Was ihr vor allem an ihrem Zweitjob gefällt: die Nähe zu den Kindern. Ein bisschen komme wohl auch das Helfersyndrom in ihr durch, gibt sie zu. In ihrem früheren Beruf im Personalwesen eines größeren Unternehmens fehlte ihr das.

Erkennt sie auch, wenn jemand simuliert, weil er sich vor einer Ex drücken will? Mittlerweile wisse sie, welche Tricks sie anwenden müsse, um herauszufinden, ob der Schüler ernsthaft Schmerzen hat oder ihr nur was vorspielt. Von der 9. Klasse an dürfen sich Schüler zwar selbst freistellen lassen. Bei drei Befreiungen im Halbjahr wird der Schüler allerdings aufgefordert, zum Arzt zu gehen und ein Attest vorzulegen. Und wenn sie das Gefühl hat, dass die Beschwerden keine organische Ursache haben, setzt sie sich mit der Schulpsychologin oder den Mitarbeiterinnen des Schulsozialdienstes in Verbindung.

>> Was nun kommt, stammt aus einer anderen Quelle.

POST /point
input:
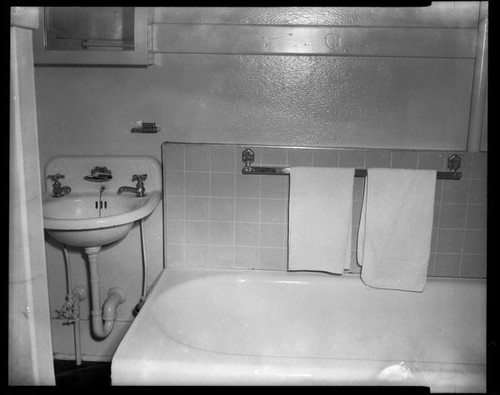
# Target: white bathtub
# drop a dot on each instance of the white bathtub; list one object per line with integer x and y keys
{"x": 266, "y": 327}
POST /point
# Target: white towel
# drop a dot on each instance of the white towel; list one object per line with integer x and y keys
{"x": 395, "y": 230}
{"x": 320, "y": 218}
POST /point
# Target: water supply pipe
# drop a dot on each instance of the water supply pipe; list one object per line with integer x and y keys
{"x": 115, "y": 297}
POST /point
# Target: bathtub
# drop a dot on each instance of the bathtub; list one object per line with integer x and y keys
{"x": 259, "y": 327}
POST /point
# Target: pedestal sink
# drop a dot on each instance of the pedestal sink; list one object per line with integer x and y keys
{"x": 98, "y": 205}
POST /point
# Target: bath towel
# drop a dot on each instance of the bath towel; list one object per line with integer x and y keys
{"x": 320, "y": 218}
{"x": 395, "y": 229}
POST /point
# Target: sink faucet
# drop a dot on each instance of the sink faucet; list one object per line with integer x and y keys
{"x": 139, "y": 190}
{"x": 57, "y": 189}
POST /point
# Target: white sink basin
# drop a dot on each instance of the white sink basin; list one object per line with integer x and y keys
{"x": 74, "y": 219}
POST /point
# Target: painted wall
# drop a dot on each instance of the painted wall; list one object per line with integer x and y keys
{"x": 311, "y": 99}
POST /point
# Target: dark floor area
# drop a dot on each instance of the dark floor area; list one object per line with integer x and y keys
{"x": 88, "y": 373}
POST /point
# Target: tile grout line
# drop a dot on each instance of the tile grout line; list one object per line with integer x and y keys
{"x": 184, "y": 206}
{"x": 209, "y": 206}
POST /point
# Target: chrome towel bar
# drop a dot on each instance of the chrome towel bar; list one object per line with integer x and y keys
{"x": 248, "y": 156}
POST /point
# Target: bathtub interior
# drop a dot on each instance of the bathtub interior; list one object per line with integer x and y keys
{"x": 248, "y": 327}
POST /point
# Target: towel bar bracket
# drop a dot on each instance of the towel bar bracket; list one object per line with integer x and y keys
{"x": 248, "y": 157}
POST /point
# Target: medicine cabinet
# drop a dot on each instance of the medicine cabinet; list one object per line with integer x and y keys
{"x": 102, "y": 36}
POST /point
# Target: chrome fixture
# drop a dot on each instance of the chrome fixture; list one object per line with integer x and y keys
{"x": 99, "y": 174}
{"x": 247, "y": 157}
{"x": 145, "y": 127}
{"x": 57, "y": 189}
{"x": 139, "y": 190}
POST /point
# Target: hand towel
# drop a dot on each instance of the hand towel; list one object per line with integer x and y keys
{"x": 395, "y": 229}
{"x": 320, "y": 218}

Heute ist ein vergleichsweise ruhiger Tag: nur eine leichte Verbrennung durch den Bunsenbrenner im Chemieunterricht und ein Sportunfall, bei dem sich jemand den Finger verstaucht hat. Da reichen Kühlpads. Medikamente bekommen die Schüler grundsätzlich nicht. Es geht vor allem um die Koordination der nötigen Hilfe. Und so registriert Jutta Scoccianti auch den nächsten Fall, der den Weg in das Krankenzimmer findet: Übelkeit und Halsschmerzen - so die Beschwerden der Sechstklässlerin. Scoccianti zögert nicht lange und wählt am Telefon die Nummer der Mutter.